China’s securities regulator said domestic companies seeking to sell shares abroad would have to follow domestic rules and file for local registration, in a draft framework meant to clarify proceedings in a market rocked by the state’s crackdown on overseas listings.
The draft rules, released on Friday, follow a nearly six-month pause in Chinese listings in the U.S., since the ill-fated New York initial public offering for ride-hailing giant Didi Global Inc. DIDI -0.53% In July, the Chinese government punished Didi for front-running domestic regulations and subsequently said it would install guidelines for Chinese companies selling shares overseas. Companies have put on hold their listing plans pending more regulatory clarity from Beijing.
The China Securities Regulatory Commission said the draft rules aren’t meant to tighten policies for overseas listings, though it also stressed that companies listed overseas can’t leak state secrets and that they must follow domestic regulations such as foreign-investment, cybersecurity and data-security laws. It is seeking public consultation until Jan. 23.
The rules also blessed the structure known as variable-interest entity, or VIE, which has been used since the early 2000s by virtually every Chinese internet company to get around China’s restrictions on foreign investments in domestic businesses. The regulator said on Friday that companies can sell shares abroad using the VIE structure provided they abide by domestic laws and register with the CSRC first.
The regulator seems to be trying to create a more efficient domestic system for Chinese companies that are trying to raise capital overseas, said Jason Elder, a capital-markets lawyer at Mayer Brown LLP who has worked on deals involving Chinese companies. He added that the framework will ultimately depend on the CSRC’s final guidance.
“What they’re not pushing toward is a further delinking or decoupling with the global financial system, but they’re rather recognizing that their regulatory environment could be improved to provide more certainty that companies listing overseas are complying with domestic laws,” Mr. Elder said.
The rules will first apply to those companies that are seeking to sell shares abroad and will be also applied to those seeking secondary listings, backdoor listings or listings via special-purpose acquisition companies. For those that are already listed overseas, there will be a grace period of unspecified duration, the CSRC said.
A company would need to file for a registration with the CSRC within three working days after filing for an overseas IPO. International banks that act as sponsors or lead underwriters of Chinese companies’ overseas listings are also required to register with the CSRC.
The development of the draft rules aims to provide a clearer framework for overseas listing and promote a stable and predictable policy environment, the CSRC said.
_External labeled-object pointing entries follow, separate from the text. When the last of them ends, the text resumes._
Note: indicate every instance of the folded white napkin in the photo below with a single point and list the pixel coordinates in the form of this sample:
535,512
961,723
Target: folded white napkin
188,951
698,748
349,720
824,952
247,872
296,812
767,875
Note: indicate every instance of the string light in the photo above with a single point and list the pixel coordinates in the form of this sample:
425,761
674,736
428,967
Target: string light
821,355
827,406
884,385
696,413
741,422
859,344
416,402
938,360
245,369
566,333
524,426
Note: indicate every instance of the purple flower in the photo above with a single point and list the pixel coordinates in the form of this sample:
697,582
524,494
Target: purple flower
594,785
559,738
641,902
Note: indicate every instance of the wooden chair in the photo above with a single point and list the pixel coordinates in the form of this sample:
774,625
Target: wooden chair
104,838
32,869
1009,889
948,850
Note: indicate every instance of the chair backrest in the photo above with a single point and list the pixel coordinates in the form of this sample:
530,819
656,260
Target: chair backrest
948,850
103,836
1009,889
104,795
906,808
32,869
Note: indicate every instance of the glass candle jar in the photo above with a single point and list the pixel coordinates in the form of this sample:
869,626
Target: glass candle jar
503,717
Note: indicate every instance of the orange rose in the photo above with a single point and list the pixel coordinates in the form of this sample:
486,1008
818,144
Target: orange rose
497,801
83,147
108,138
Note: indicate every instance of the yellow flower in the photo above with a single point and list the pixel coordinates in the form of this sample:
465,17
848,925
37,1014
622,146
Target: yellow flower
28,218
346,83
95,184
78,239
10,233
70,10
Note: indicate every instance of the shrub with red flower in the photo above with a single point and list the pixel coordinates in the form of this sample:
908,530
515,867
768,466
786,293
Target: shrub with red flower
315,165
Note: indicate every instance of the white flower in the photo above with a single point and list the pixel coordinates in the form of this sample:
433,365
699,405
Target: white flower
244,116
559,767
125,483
It added that it has always supported Chinese companies choosing listing destinations of their own.
The language used to describe the process of getting the nod from the CSRC for overseas listing is “registration,” which in the domestic market hints at a friendly tone and typically indicates that the regulator will check only the completeness of the companies’ disclosure and if there are major compliance or legal issues.
In the U.S., securities regulators have started a countdown that will force many Chinese companies to leave American stock exchanges. In late 2020, then-President Donald Trump signed a law that bans the trading of securities in foreign companies whose audit working papers can’t be inspected by U.S. regulators for three years in a row. That year, Luckin Coffee Inc., an upstart rival to Starbucks Corp. in China, admitted to fabricating revenue and expenses.
“In recent years, some overseas listed companies have committed serious violations of laws and regulations such as financial fraud, which has damaged the overall international image of Chinese companies and has adversely affected the overseas financing of Chinese companies,” the CSRC said.
In light of heightened scrutiny from Washington, some Chinese companies have rerouted to Hong Kong for IPOs.
Companies would need to get the CSRC’s approval before cooperating with investigations by overseas regulators, the CSRC said. The regulator reiterated that it would keep collaborating with overseas peers on cross-border securities regulations, including strengthening information-sharing and audit-inspections cooperation.
Under the draft rules, Chinese authorities would be able to require companies seeking to list outside the country to dispose of domestic assets or operations as a way to mitigate national-security concerns, the CSRC said.